Antony Starr has gone on to get attention for The Boys, Tom Pelphrey is getting attention for the last season of Ozark, and you created a character like Job, who I think is truly one of the best characters, with Hoon Lee’s performance. One of the stand-out things about Banshee was the incredible cast that you assembled. That really changed the way we wrapped up the series. It was about him finally becoming liberated to find his identity. It was about him finding his own identity instead of the non-identity of a prisoner and then this assumed identity. He never had a chance to become anyone, so I realized the end of the story was less about dying and sacrifice, and more about him finally coming to the end of his journey as nobody and setting off to become the person that he is.
What I came to understand, over the course of writing the show, was that this guy who doesn’t have a name, who we called Lucas Hood, went to prison when he was so young that he never really became anyone and the minute he got out of jail, he assumed another fake identity. TROPPER: I always felt that the Lucas Hood story was a tragedy and I always felt that ultimately his redemption lay in sacrifice. I was pretty sure I knew how it would end, and we made a real pivot away from that quickly. TROPPER: No, I had a very different idea of how it would end and that only changed as we were finishing up the third season. I think those guys figured out the look and patina of the show, but in terms of the tone of it, the style of it, and the fact that you could have fun and action and adventure while still taking your characters very seriously, that was my goal.Īre you someone who also went into the show knowing how it would end, from the beginning? That really gritty, brown aesthetic of Banshee came from a combination of Greg Yaitanes, our producing director, and Chris Faloona, our director of photography. I don’t know if I pictured in my head, visually, the aesthetic of it. Visually, I worked with people who were much better than me at figuring out what the visuals were. I think it did pretty much come out the way I had hoped. I was looking for something that would my satisfy my action jones while at the same time, because I’m a novelist, I also wanted it to have more of a literary bent and was very character driven with a large amount of characters and an intertwined plot.
Banshee tv show netflix movie#
I was a big fan of straight to video action movies because you could rarely find a theatrical action movie on late night cable, back then. I was always late night cable surfing for action movies. But I was usually looking for a movie because TV shows did do it. It started from the notion that I wanted to put something on TV that was the kind of thing I always looked for when I was late night cable surfing. TROPPER: Banshee was the first thing I ever had produced, TV or film. When you set out to make Banshee, what was your plan for the show? What were you looking to do with the storytelling? What were you hoping that it would be and did you expect it to end up how it ultimately did? You can do a season at a time and get really lost in it. Banshee really is a show that works for binging. One of my biggest regrets about what was happening with Cinemax was that we had four seasons of what I felt was an incredibly binge-able show and people just didn’t have the opportunity to see it.

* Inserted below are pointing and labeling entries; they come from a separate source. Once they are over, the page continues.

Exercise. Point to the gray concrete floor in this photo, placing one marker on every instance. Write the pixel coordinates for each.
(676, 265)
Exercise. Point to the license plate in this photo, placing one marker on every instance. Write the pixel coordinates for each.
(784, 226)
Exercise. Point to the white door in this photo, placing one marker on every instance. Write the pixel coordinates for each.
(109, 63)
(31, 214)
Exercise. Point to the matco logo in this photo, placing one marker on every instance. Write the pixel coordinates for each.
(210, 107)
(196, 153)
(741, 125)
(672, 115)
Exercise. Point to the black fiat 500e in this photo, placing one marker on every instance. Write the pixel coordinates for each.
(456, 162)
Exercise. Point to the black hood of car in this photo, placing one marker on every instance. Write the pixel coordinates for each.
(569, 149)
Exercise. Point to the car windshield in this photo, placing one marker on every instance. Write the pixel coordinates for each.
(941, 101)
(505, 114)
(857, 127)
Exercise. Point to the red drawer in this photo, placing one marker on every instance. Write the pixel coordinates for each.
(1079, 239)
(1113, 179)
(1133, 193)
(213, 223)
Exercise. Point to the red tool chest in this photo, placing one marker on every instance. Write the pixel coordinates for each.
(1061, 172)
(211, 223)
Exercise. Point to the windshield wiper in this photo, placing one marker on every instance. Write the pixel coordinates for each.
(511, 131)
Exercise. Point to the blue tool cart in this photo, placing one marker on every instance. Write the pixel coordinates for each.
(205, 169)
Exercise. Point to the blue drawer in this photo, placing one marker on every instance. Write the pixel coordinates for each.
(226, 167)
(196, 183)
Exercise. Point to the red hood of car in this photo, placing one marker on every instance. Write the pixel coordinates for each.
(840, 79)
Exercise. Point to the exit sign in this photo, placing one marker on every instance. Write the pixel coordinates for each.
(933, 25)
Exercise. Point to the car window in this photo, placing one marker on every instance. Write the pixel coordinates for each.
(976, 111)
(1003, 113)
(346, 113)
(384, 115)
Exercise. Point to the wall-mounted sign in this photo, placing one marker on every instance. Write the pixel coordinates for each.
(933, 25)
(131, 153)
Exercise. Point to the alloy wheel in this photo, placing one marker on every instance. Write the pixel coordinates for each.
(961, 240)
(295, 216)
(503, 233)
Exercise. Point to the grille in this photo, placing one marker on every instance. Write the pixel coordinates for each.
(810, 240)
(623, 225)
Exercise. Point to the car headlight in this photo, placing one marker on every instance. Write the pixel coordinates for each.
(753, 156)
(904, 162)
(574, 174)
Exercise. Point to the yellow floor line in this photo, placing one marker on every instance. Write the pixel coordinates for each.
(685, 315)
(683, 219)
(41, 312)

Banshee tv show netflix series#
It will be interesting to see how people react to the show when they can not only watch an entire season, but the entire series at once. RELATED: 'The Knick’ and 'Banshee' Are Finally Coming to HBO Max We always took the approach that it was a pulpy, fun action show and we needed to end every episode with the kind of bang that makes you want to come back for more. So, I don’t think we would have necessarily done anything differently. You have to do that thing that makes them want to start the next episode. To get people to binge your show, it’s the same thing. JONATHAN TROPPER: It’s weird, when we started Banshee, there were no streaming services, so we were very much about giving people a reason to tune in next week. With the four seasons of Banshee now available to binge at HBO Max, Collider got the opportunity to chat 1-on-1 with co-creator/writer/executive producer Jonathan Tropper about how Banshee was the first thing he’d ever produced, what he learned on the job, realizing that his original plan for the series ending needed to change, how the fight scenes influenced what he went on to do with Warrior, and how emotional it was to say goodbye to these characters and this world.ĬOLLIDER: If you had done this series for a streaming site originally, do you think you would have done anything differently, knowing that people would be binging a whole season at a time?